Spoiler alert: I freakin’ loved this book. Secondary world fantasy is my go-to subgenre, and anything to do with flying, even if it’s not explicitly aeroplanes will capture my interest, so I was already interested. When a friend read it and said it was amazing, I bumped it to the top of my reading list, and do not regret it.
It’s a fantastically imaginative world – there are towers that rise above the clouds that people live on, made of bone, and to move about, people fly on wings made of silk and bone. The clouds, as far as I can tell, never disperse, and no one flies below them on purpose – in fact, their methods of exacting capital punishment is to strip someone of their wings and drop them into the clouds. Their mythology is all about how they rose above the clouds and how terrible it was before that, and their religion uses the threat of stopping a tower from growing taller to keep it above the clouds to keep it’s people in line.
I’m a sucker for imaginative worlbuilding, so all of this drew me in. The main character is also dark skinned, so POC representation there. The original cover didn’t show the main character’s skin colour so much, but the newer cover that I got did, and I like that cover a lot better.
Plot wise, character wise – everything was great. I was thoroughly enthralled by the world, the characters, everything.
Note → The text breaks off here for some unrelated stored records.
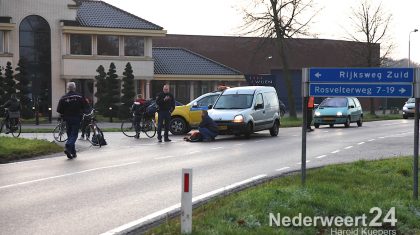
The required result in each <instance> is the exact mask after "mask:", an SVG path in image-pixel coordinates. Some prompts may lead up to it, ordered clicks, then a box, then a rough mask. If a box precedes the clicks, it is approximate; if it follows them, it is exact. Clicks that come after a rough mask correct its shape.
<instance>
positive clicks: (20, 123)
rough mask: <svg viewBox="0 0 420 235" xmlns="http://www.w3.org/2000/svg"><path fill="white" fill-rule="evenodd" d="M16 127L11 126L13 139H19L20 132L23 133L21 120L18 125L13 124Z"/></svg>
mask: <svg viewBox="0 0 420 235" xmlns="http://www.w3.org/2000/svg"><path fill="white" fill-rule="evenodd" d="M13 124H14V125H11V127H10V133H12V136H13V137H16V138H17V137H19V136H20V132H21V131H22V124H21V123H20V120H17V123H13Z"/></svg>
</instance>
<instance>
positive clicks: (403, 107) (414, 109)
mask: <svg viewBox="0 0 420 235" xmlns="http://www.w3.org/2000/svg"><path fill="white" fill-rule="evenodd" d="M415 101H416V100H415V99H414V98H409V99H408V100H407V102H405V105H404V107H403V118H404V119H407V118H408V117H414V111H415V109H414V106H415Z"/></svg>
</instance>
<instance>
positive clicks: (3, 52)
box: [0, 31, 5, 53]
mask: <svg viewBox="0 0 420 235" xmlns="http://www.w3.org/2000/svg"><path fill="white" fill-rule="evenodd" d="M4 35H5V33H4V31H0V53H4Z"/></svg>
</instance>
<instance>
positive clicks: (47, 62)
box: [19, 15, 51, 114]
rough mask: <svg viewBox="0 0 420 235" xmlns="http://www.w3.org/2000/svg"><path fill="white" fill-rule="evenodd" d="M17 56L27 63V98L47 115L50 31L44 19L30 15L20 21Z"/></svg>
mask: <svg viewBox="0 0 420 235" xmlns="http://www.w3.org/2000/svg"><path fill="white" fill-rule="evenodd" d="M19 55H20V58H21V59H22V58H24V59H25V62H26V63H27V64H26V67H27V74H28V76H29V77H28V79H29V80H30V85H29V86H30V87H29V89H30V91H31V94H30V97H29V98H30V99H32V101H33V102H34V104H35V106H37V107H39V112H40V113H41V114H48V108H49V107H51V29H50V26H49V24H48V22H47V21H46V20H45V19H44V18H42V17H40V16H36V15H31V16H27V17H26V18H25V19H23V20H22V22H21V23H20V26H19ZM36 104H38V105H36Z"/></svg>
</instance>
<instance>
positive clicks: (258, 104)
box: [255, 104, 264, 109]
mask: <svg viewBox="0 0 420 235" xmlns="http://www.w3.org/2000/svg"><path fill="white" fill-rule="evenodd" d="M262 108H264V106H263V104H257V105H255V109H262Z"/></svg>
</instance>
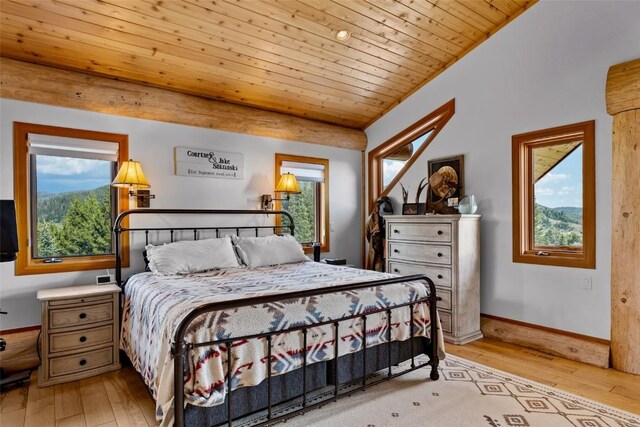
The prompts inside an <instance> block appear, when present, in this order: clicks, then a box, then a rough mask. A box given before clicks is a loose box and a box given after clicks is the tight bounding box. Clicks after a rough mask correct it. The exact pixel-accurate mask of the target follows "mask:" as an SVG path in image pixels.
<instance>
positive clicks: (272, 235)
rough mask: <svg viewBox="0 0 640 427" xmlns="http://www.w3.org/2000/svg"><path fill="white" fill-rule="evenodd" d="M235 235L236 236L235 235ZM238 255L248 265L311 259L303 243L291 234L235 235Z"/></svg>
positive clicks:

The other thing I wanted to mention is I have a sneaking suspicion that the author has at least some little bit of aviation experience. I can’t tell how much, and I haven’t been able to find anything in any of her bios that mentions aviation involvement. But there was little things – the sort of things that creep into my own writing because I can’t stop it, having the background in aviation that I do. The one that stands out was a mention of the rules of right-of-way being part of the flight training. But the whole idea of flight testing that comes up in the opening made me feel like even though the flight testing in the book doesn’t go the way flight testing does in aviation, the worldbuilding might have been guided or inspired by some knowledge of it.
But anyway, it was fantastic, I loved it, and you should definitely read it, and I’m really excited to start the next book.